Desde o ano passado, o ABCD planeja implantar mais de 550 câmeras de segurança. Demorou, mas parte destes olhos digitais começa a sair do papel em São Bernardo e Diadema em novembro. O tema ganhou destaque após o setor de Homicídios da Delegacia Seccional de Santo André sair em uma caçada pelas ruas do município em busca de imagens de câmeras que pudessem identificar os três suspeitos de ter degolado a universitária Lore de Santana Vaz, 26 anos, em 12 de setembro.
Da Região, São Bernardo será a cidade que mais investirá na tecnologia com a instalação de 400 equipamentos ao custo de R$ 15 milhões dos cofres municipais. O processo licitatório está na fase final, o que dá condições para que o município inicie a instalação a partir de novembro.
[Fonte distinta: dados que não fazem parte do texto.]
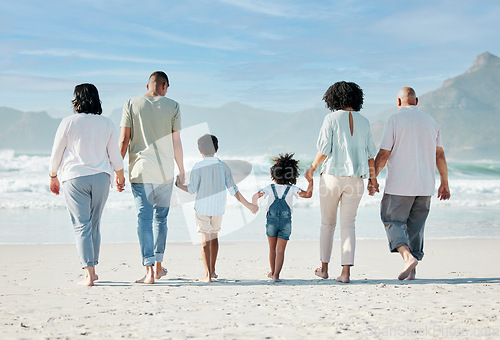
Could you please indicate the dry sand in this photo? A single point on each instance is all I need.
(457, 294)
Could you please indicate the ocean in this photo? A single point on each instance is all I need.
(30, 213)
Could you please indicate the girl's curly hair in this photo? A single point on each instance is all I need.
(342, 95)
(285, 169)
(86, 99)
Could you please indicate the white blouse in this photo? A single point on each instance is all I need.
(85, 144)
(347, 154)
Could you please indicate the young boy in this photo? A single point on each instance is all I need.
(284, 174)
(209, 180)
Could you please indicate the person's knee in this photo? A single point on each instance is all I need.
(328, 224)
A expectativa é que até dezembro metade dos equipamentos esteja instalada e em junho de 2013 todo o processo tenha sido finalizado.
O cronograma de Diadema também prevê para novembro a instalação de mais cinco equipamentos. O investimento será de R$ 250 mil, o que inclui recurso municipal e da Secretaria Nacional de Segurança Pública, do Ministério da Justiça. Todas as regiões da cidade são monitoradas. As novas câmeras servirão para reforçar três pontos da região Leste e os bairros Taboão e Jardim Inamar.
Ampliação - Hoje o ABCD possui 151 câmeras: em Santo André (19), São Bernardo (8), São Caetano (60) e Diadema (64). Com os projetos de ampliação, a Região passará a contar com 700 equipamentos. Para o consultor de segurança José Vicente da Silva Filho, câmeras ajudam a inibir a criminalidade e são reforço ao trabalho de segurança, mas não devem ser instaladas em larga escala. “Devem ser usadas apenas nos pontos estratégicos.”
Índice de crimes determina os locais
Apesar da grande quantidade de equipamentos, todas as prefeituras do ABCD garantem instalar as câmeras somente nos pontos estratégicos de cada cidade com base em diagnósticos da criminalidade. Algumas usam, inclusive, as câmeras móveis que são retiradas de uma região quando o índice da criminalidade migra para outro bairro.
As centrais de monitoramento são operadas pela Guarda Civil Municipal, que possui comunicação via rádio com as polícias Militar e Civil. Silva Filho analisa como positivo o contato com as polícias. “Para que as câmeras deem certo é preciso agir de forma rápida.”
No entanto, o consultor de segurança criticou o fato de as prefeituras investirem na compra dos equipamentos, ao invés de apenas licitar o serviço. “Comprar, instalar e fazer manutenção sai caro.”
Outras cidades seguem sem data para instalação
Em Mauá, o projeto de instalação de 26 câmeras de monitoramento está na fase de licitação, mas a Prefeitura não passou a perspectiva sobre o início da instalação. A expectativa é que Administração divulgue, ainda neste mês, um cronograma. Estes serão os primeiros equipamentos do município, com investimento de R$ 1 milhão entre União e município.
O projeto de Santo André, entregue em setembro do ano passado, prevê a ampliação de mais 103 equipamentos. Porém, a iniciativa não saiu do papel. Questionada, a Prefeitura não se manifestou até o fechamento desta edição. O investimento previsto é de R$ 5 milhões.
As prefeituras de São Caetano e Ribeirão Pires estão estudando projetos. Em São Caetano, a Prefeitura quer ampliar de 60 para 76 o número de equipamentos. Já Ribeirão não revelou a quantidade de câmeras que pretende instalar. Ambos os projetos não têm data para sair do papel.